見出し画像

冷えてはいけない患者の、猛暑日のおたのしみ

「冷たい」という言語は、人によって違った表現になる。
患者は「ちべたい」と表すことが多い。
方言かなと思ってGoogle先生に訊いてみたら、
京都も大阪も「ひやこい」と指導された。

とにかく。
患者は冷えやすい体質に加え、
副作用の骨髄抑制により白血球が少なく、
すぐに腹をこわすのが日常だ。
ちべたいもの、ひやこいものは
なるべく避ける生活をしている。

毎日、腹巻きは欠かせない。
腹巻きは冬より夏なんですよ、奥さん!
なるべく白湯を飲むようにしているし
なまものを食べるときは、細心の注意を払う。

先日、ナース問診のときに言われたもんね。
「この季節、マスクはもういいから
とにかく食べるものに気を付けてくださいよ」

しかし。腸が冷えたとしても
体感としては、そうとう暑い日々だ。
毎日のように気温35℃を超えておるわけですよ。
食べたいよぉ。
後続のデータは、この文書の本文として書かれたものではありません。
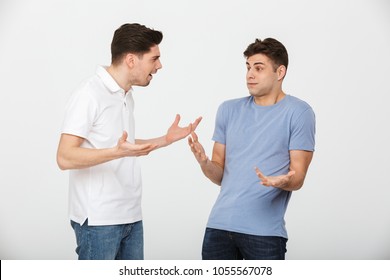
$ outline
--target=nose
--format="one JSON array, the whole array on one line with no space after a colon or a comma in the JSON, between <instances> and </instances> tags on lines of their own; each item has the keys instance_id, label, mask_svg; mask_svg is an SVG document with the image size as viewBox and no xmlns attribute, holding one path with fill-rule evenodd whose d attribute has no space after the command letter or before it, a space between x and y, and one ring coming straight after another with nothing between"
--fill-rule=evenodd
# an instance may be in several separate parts
<instances>
[{"instance_id":1,"label":"nose","mask_svg":"<svg viewBox=\"0 0 390 280\"><path fill-rule=\"evenodd\" d=\"M253 73L252 71L249 69L247 72L246 72L246 79L249 80L249 79L253 79Z\"/></svg>"},{"instance_id":2,"label":"nose","mask_svg":"<svg viewBox=\"0 0 390 280\"><path fill-rule=\"evenodd\" d=\"M161 61L158 60L158 61L157 61L157 65L156 65L156 70L160 70L161 68L162 68Z\"/></svg>"}]
</instances>

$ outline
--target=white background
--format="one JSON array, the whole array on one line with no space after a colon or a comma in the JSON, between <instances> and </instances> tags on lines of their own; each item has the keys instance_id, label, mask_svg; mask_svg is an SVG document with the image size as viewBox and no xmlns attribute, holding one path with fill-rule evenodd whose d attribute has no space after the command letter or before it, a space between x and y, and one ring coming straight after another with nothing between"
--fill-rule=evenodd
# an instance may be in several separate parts
<instances>
[{"instance_id":1,"label":"white background","mask_svg":"<svg viewBox=\"0 0 390 280\"><path fill-rule=\"evenodd\" d=\"M175 114L210 154L218 105L246 96L242 52L285 44L288 94L317 117L316 152L287 210L287 258L390 259L387 0L0 0L0 259L76 259L68 174L55 156L72 90L110 63L126 22L161 30L163 69L137 88L137 138ZM145 258L200 259L218 187L187 141L142 158Z\"/></svg>"}]
</instances>

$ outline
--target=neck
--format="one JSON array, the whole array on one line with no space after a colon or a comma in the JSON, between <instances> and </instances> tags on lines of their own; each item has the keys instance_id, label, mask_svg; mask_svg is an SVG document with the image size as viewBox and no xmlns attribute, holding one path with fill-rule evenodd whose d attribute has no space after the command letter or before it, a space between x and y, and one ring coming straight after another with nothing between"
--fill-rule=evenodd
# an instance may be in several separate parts
<instances>
[{"instance_id":1,"label":"neck","mask_svg":"<svg viewBox=\"0 0 390 280\"><path fill-rule=\"evenodd\" d=\"M262 95L262 96L253 96L253 97L254 97L254 101L257 105L271 106L271 105L278 103L285 96L286 96L286 94L282 90L280 90L275 94L267 94L267 95Z\"/></svg>"},{"instance_id":2,"label":"neck","mask_svg":"<svg viewBox=\"0 0 390 280\"><path fill-rule=\"evenodd\" d=\"M111 75L111 77L117 82L117 84L125 91L128 92L131 88L131 83L127 79L126 71L121 69L121 66L115 66L111 64L107 68L107 72Z\"/></svg>"}]
</instances>

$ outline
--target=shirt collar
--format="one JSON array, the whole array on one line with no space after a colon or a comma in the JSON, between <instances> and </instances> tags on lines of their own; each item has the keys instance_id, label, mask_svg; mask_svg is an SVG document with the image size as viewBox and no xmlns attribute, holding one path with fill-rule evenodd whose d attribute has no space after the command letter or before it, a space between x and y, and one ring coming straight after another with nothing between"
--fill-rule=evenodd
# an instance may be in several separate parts
<instances>
[{"instance_id":1,"label":"shirt collar","mask_svg":"<svg viewBox=\"0 0 390 280\"><path fill-rule=\"evenodd\" d=\"M124 94L125 91L118 85L118 83L114 80L114 78L108 73L107 67L105 66L98 66L96 69L96 74L99 76L99 78L102 80L103 84L107 87L107 89L111 93L122 93ZM127 94L131 94L133 92L133 89L130 88Z\"/></svg>"}]
</instances>

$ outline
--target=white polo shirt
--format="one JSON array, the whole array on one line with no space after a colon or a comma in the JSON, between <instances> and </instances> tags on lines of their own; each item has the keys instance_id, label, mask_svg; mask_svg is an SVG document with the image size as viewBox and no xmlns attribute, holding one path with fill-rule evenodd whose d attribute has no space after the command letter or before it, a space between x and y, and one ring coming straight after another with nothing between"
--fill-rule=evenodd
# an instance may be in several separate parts
<instances>
[{"instance_id":1,"label":"white polo shirt","mask_svg":"<svg viewBox=\"0 0 390 280\"><path fill-rule=\"evenodd\" d=\"M134 143L134 101L104 67L72 95L62 133L84 138L82 147L111 148L123 131ZM83 224L115 225L140 221L141 170L136 157L124 157L90 168L70 170L69 217Z\"/></svg>"}]
</instances>

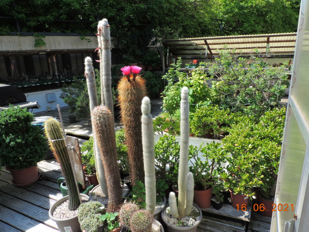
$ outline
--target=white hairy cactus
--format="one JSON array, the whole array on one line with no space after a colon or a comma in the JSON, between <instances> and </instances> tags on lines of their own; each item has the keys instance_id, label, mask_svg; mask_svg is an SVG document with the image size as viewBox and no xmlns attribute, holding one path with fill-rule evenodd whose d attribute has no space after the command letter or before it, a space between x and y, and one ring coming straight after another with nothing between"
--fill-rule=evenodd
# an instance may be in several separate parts
<instances>
[{"instance_id":1,"label":"white hairy cactus","mask_svg":"<svg viewBox=\"0 0 309 232\"><path fill-rule=\"evenodd\" d=\"M176 218L183 217L189 214L193 202L193 176L192 173L188 172L188 168L189 135L188 92L189 90L186 87L184 87L181 89L178 210L175 194L170 193L169 198L171 212L173 217Z\"/></svg>"},{"instance_id":2,"label":"white hairy cactus","mask_svg":"<svg viewBox=\"0 0 309 232\"><path fill-rule=\"evenodd\" d=\"M156 198L155 164L153 126L150 110L150 99L148 97L145 97L142 103L142 134L145 171L146 210L153 214Z\"/></svg>"},{"instance_id":3,"label":"white hairy cactus","mask_svg":"<svg viewBox=\"0 0 309 232\"><path fill-rule=\"evenodd\" d=\"M95 75L93 66L92 65L92 61L91 58L89 56L87 57L85 59L84 75L86 77L86 80L87 82L87 87L88 89L88 94L89 95L89 106L91 112L92 110L99 105L99 102L98 101ZM91 121L93 121L93 120L91 116ZM92 131L94 132L95 131L93 126ZM95 169L97 173L97 176L98 181L102 189L102 191L106 196L107 196L107 188L106 187L106 180L105 179L104 168L103 164L101 161L100 151L98 146L96 139L97 137L96 136L95 133L94 133L93 153L95 156Z\"/></svg>"}]
</instances>

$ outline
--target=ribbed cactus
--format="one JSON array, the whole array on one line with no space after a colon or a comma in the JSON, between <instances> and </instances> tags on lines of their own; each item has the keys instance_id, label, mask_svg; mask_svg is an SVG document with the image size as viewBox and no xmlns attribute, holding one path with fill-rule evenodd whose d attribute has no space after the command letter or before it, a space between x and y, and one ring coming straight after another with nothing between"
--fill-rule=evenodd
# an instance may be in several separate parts
<instances>
[{"instance_id":1,"label":"ribbed cactus","mask_svg":"<svg viewBox=\"0 0 309 232\"><path fill-rule=\"evenodd\" d=\"M111 35L107 19L104 19L98 24L100 74L102 105L105 105L114 115L114 105L112 93L112 66ZM113 118L113 120L114 118Z\"/></svg>"},{"instance_id":2,"label":"ribbed cactus","mask_svg":"<svg viewBox=\"0 0 309 232\"><path fill-rule=\"evenodd\" d=\"M145 178L141 105L146 94L145 81L138 75L141 68L137 66L122 68L125 75L119 81L118 86L118 101L128 148L130 179L133 185L137 180L144 182ZM132 73L130 72L131 69Z\"/></svg>"},{"instance_id":3,"label":"ribbed cactus","mask_svg":"<svg viewBox=\"0 0 309 232\"><path fill-rule=\"evenodd\" d=\"M118 217L120 224L127 228L130 228L130 218L131 215L139 208L134 203L128 203L124 204L121 206Z\"/></svg>"},{"instance_id":4,"label":"ribbed cactus","mask_svg":"<svg viewBox=\"0 0 309 232\"><path fill-rule=\"evenodd\" d=\"M80 204L80 197L60 122L54 118L49 118L45 121L44 128L49 146L60 164L61 172L66 179L69 195L69 209L75 210Z\"/></svg>"},{"instance_id":5,"label":"ribbed cactus","mask_svg":"<svg viewBox=\"0 0 309 232\"><path fill-rule=\"evenodd\" d=\"M183 217L190 214L193 203L193 176L188 172L188 168L189 130L188 92L187 87L183 88L180 104L180 152L178 178L179 193L178 209L175 194L171 192L169 197L171 212L173 217L176 218Z\"/></svg>"},{"instance_id":6,"label":"ribbed cactus","mask_svg":"<svg viewBox=\"0 0 309 232\"><path fill-rule=\"evenodd\" d=\"M98 101L98 95L97 93L96 85L95 84L95 71L92 66L92 60L89 56L85 59L85 76L87 82L87 87L88 89L88 94L89 95L89 105L90 112L95 107L99 105ZM91 118L91 121L93 121ZM100 151L99 149L97 142L97 136L95 135L95 130L93 126L92 131L93 133L93 152L94 153L95 161L95 169L97 172L98 180L102 190L102 191L105 195L107 195L107 189L106 187L106 182L104 174L104 168L103 164L101 161Z\"/></svg>"},{"instance_id":7,"label":"ribbed cactus","mask_svg":"<svg viewBox=\"0 0 309 232\"><path fill-rule=\"evenodd\" d=\"M145 171L146 210L153 214L156 198L155 164L154 127L150 110L150 99L148 97L145 97L142 104L142 131Z\"/></svg>"},{"instance_id":8,"label":"ribbed cactus","mask_svg":"<svg viewBox=\"0 0 309 232\"><path fill-rule=\"evenodd\" d=\"M132 232L147 232L151 231L153 215L145 209L140 209L131 215L130 229Z\"/></svg>"},{"instance_id":9,"label":"ribbed cactus","mask_svg":"<svg viewBox=\"0 0 309 232\"><path fill-rule=\"evenodd\" d=\"M106 177L108 195L107 211L114 213L119 210L122 202L114 117L110 110L102 105L95 107L91 114Z\"/></svg>"}]
</instances>

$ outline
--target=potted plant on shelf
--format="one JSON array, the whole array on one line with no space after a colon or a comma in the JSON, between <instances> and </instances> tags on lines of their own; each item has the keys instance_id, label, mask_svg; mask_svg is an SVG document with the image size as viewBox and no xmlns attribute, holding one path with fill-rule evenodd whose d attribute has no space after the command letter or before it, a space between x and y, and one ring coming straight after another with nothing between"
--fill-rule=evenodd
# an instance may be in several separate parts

ひやこいのん欲しいよぉぉ。

かき氷にアイスクリーム
そうめんに冷やし中華
冷製パスタにざるそば
やみつききゅうりに茄子の冷やし鉢
ももにメロン
スイカに無花果
ビールに枝豆‥
(けっきょく行きつくところはここか)

日本には、なんと美しい食文化があることでしょう!

先日、炎天下を歩き回って。
患者はひやこいものを求めていた。
今日もバッチリ腹巻きとソックスでキメてきた。
外の温度計は36℃を超えている。

地元のスタバが珍しく空いていた。
吸い寄せられるよね。
エアコンのよく効いた屋内で、大阪でいうところの
「冷珈(レイコー←アイスコーヒーの意)」を飲むのが、
正しい夏の過ごし方というものだ。

いつもなら
「ソイラテ、あったかいのん、いちばんちっちゃいサイズ」
が定番の患者も、このときばかりは
思い切ってみる。

「ダークモカチップクリームフラペチーノ、ください!」

フラペチーノっていうものは、
とびきり冷たい上に、カロリーが高い。
これまでどんなに歩き回ったか知らないが、
そんなことは「なかったこと」にして
ついでに「今日は1日ゴロゴロしてたよね」
ってことにされちゃうくらいの破壊力をもつ。

時間をかけて、慎重にフラペチーノをいただいた。
もちろん、文句なしに美味しかった。
途中で溶けちゃったけど、悔いはない。

その日も翌日も、腹は壊れていない。
なんだなんだ、いけるじゃない?

調子にのった患者は、
今日ノンアルコールビールを買ってきた。
これをキンキンに冷やして飲んでやる♪

「猛暑日は、ひやこいものを食べてもいいこと」
手帳に、大きく書いておいた。

ことしは、猛暑日が楽しみだね。